Chercher à savoir quelles seraient les grandes infrastructures gigantesques que Pékin construirait ou encore combien de milliards de dollars elle injecterait sur le continent serait passer à côté de l’essentiel. Pour Pékin, il s’agissait bien plus de partager et promouvoir une vision politique mondiale dans laquelle elle place l’Afrique en partenaire et créer une alliance avec elle pour y parvenir. Il s’agissait pour Pékin de présenter un futur dans lequel la Chine tenait à inscrire l’Afrique.
Au-delà de ces milliards de dollars qui sont devenus la norme, bien réductrice, à laquelle nous avons pris l’habitude de mesurer la vitalité des relations chine Afrique, ce FOCAC aura servi à renforcer la valeur politique de l’Afrique pour la Chine dans un système international qu’elle entend reformer.
Dans sa lutte pour la reconfiguration du système international, la Chine a décidé de faire de l’Afrique son allié présent et futur. En rappelant leur passé commun, le président chinois a tenu rappeler que la modernité et le développement auxquels la Chine et l’Afrique aspirent passe par une communauté de destin face à un système international qui leur a été longtemps défavorable – Mais l’approche occidentale a infligé d’immenses souffrances aux pays en développement.
Que le chemin du développement et de la modernité n’était pas unique et universel, mais plutôt particulier, reflet de l’histoire et de la particularité de chaque nation – En promouvant la modernisation, nous devons non seulement suivre les règles générales, mais aussi agir à la lumière de nos réalités nationales…explorer des voies de modernisation adaptées à leur contexte national et contribuer à garantir l’égalité des droits et des chances pour tous les pays.
Une rhétorique qui fait de plus en plus mouche dans un continent où l’on évoque de plus en plus le besoin d’une démocratie propre à l’Afrique, qui reflète les valeurs et rencontre les besoins des pays africains.
Ainsi, dans sa volonté de redéfinir le système international, Pékin n’a pas nécessairement besoin de s’attaquer à ses normes actuels – démocratie libérale occidentale, libre marché, définition des droits de l’homme etc – tout ce dont elle a besoin, c’est d’offrir et de faire prospérer d’autres normes et valeurs qui suffiront à contester et à fragiliser l’universalité des normes actuelles. Et où de mieux pour faire prospérer ces nouvelles normes que dans un continent qui aura pendant longtemps payé le prix d’un système international conçu en sa défaveur.

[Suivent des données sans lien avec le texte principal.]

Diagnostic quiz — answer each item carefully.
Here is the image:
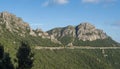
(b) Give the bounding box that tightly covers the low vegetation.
[0,41,120,69]
[73,37,119,47]
[33,49,120,69]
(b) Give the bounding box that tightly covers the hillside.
[0,11,119,47]
[33,49,120,69]
[0,12,61,47]
[47,23,119,46]
[0,11,120,69]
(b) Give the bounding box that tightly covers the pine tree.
[0,44,4,69]
[0,43,14,69]
[3,53,14,69]
[17,41,34,69]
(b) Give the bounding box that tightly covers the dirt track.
[35,46,120,50]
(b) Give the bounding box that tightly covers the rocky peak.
[48,22,108,41]
[0,11,14,18]
[76,23,108,41]
[47,28,63,38]
[77,23,95,30]
[61,25,76,37]
[0,12,43,37]
[0,11,61,44]
[0,12,30,33]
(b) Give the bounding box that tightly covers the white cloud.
[55,0,69,4]
[42,0,69,7]
[81,0,116,4]
[82,0,100,3]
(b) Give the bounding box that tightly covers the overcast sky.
[0,0,120,42]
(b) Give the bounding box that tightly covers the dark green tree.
[17,41,34,69]
[0,44,14,69]
[3,53,14,69]
[0,44,4,59]
[0,44,4,69]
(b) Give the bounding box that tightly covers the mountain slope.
[0,11,119,47]
[47,23,119,46]
[0,11,120,69]
[33,49,120,69]
[0,12,61,47]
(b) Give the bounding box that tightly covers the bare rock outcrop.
[76,23,108,41]
[0,12,60,44]
[47,22,108,42]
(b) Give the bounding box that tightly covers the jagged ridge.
[47,23,119,46]
[0,12,61,47]
[0,11,119,47]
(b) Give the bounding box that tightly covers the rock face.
[0,11,60,44]
[0,12,49,37]
[62,25,76,37]
[47,23,114,46]
[0,12,30,36]
[76,23,107,41]
[48,25,76,38]
[0,12,29,29]
[48,23,108,41]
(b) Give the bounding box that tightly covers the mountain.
[0,11,120,69]
[0,11,60,47]
[47,23,119,46]
[0,11,119,47]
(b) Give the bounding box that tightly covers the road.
[35,46,120,50]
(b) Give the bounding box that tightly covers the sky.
[0,0,120,42]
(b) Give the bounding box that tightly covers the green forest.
[33,49,120,69]
[0,42,120,69]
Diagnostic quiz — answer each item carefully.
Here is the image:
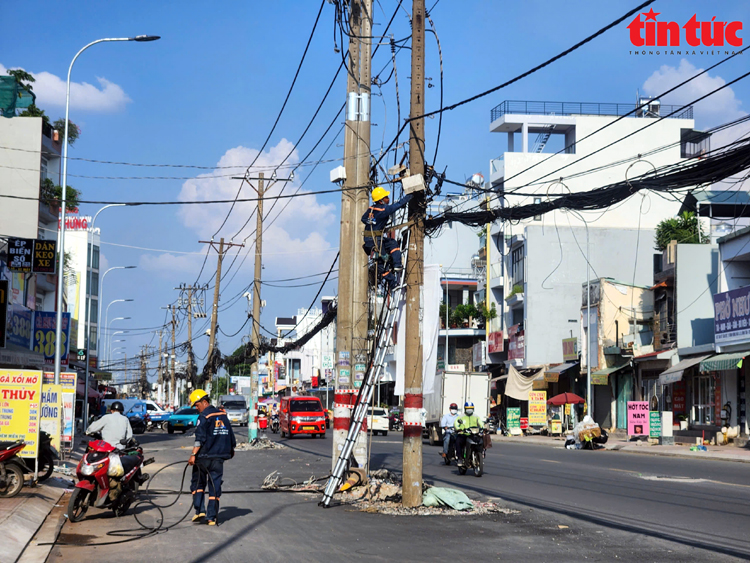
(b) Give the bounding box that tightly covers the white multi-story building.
[485,98,705,376]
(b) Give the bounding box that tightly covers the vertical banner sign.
[506,407,521,430]
[528,391,547,425]
[0,280,7,348]
[627,401,650,436]
[0,370,43,457]
[33,311,71,365]
[44,372,76,449]
[649,411,662,438]
[40,384,63,452]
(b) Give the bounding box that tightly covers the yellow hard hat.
[371,186,390,202]
[189,389,209,406]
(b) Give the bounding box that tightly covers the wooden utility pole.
[249,173,264,441]
[402,0,426,508]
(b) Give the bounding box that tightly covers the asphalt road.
[47,426,750,562]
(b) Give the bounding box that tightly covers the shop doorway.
[692,374,715,425]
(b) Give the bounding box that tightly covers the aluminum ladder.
[320,229,410,507]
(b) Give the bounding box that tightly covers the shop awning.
[591,362,629,376]
[545,362,577,374]
[658,355,712,385]
[700,352,748,372]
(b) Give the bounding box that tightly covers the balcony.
[490,263,503,289]
[489,155,504,185]
[490,100,694,122]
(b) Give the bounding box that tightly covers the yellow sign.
[551,421,562,434]
[565,404,571,416]
[40,384,63,452]
[528,391,547,426]
[0,370,43,457]
[43,372,76,448]
[592,373,609,385]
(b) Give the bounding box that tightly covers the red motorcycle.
[0,440,27,498]
[67,436,153,522]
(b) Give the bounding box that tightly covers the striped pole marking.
[403,393,423,438]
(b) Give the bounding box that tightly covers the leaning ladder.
[320,230,411,507]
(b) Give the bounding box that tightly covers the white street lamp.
[53,35,160,385]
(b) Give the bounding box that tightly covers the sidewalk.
[491,433,750,462]
[0,477,71,563]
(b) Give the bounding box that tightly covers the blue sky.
[2,0,748,375]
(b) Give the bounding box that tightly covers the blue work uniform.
[361,194,412,271]
[191,405,236,523]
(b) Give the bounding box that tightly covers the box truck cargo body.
[422,369,490,444]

D’où le besoin de Pékin de se placer comme le partenaire politique et de développement de l’Afrique. À côté des milliards de dollars promis, qui du reste ne seront pas évidents à suivre, ce sont les autres chiffres qui devraient nous intéresser : ceux des cadres politiques qui seront formés – 25 centres d’études sur la Chine et l’Afrique. Nous ferons un meilleur usage des académies de leadership africaines pour cultiver les talents en matière de gouvernance et inviterons 1 000 membres de partis politiques africains en Chine pour approfondir les échanges d’expériences en matière de gouvernance du parti et de l’État.- , ceux des centres de formation professionnelle qui seront construits, ceux des instituts agricoles qui verront le jour etc.
C’est là où Pékin entend étendre son influence sur le continent. C’est là où elle entend marquer de sa présence et être de plus en plus présente.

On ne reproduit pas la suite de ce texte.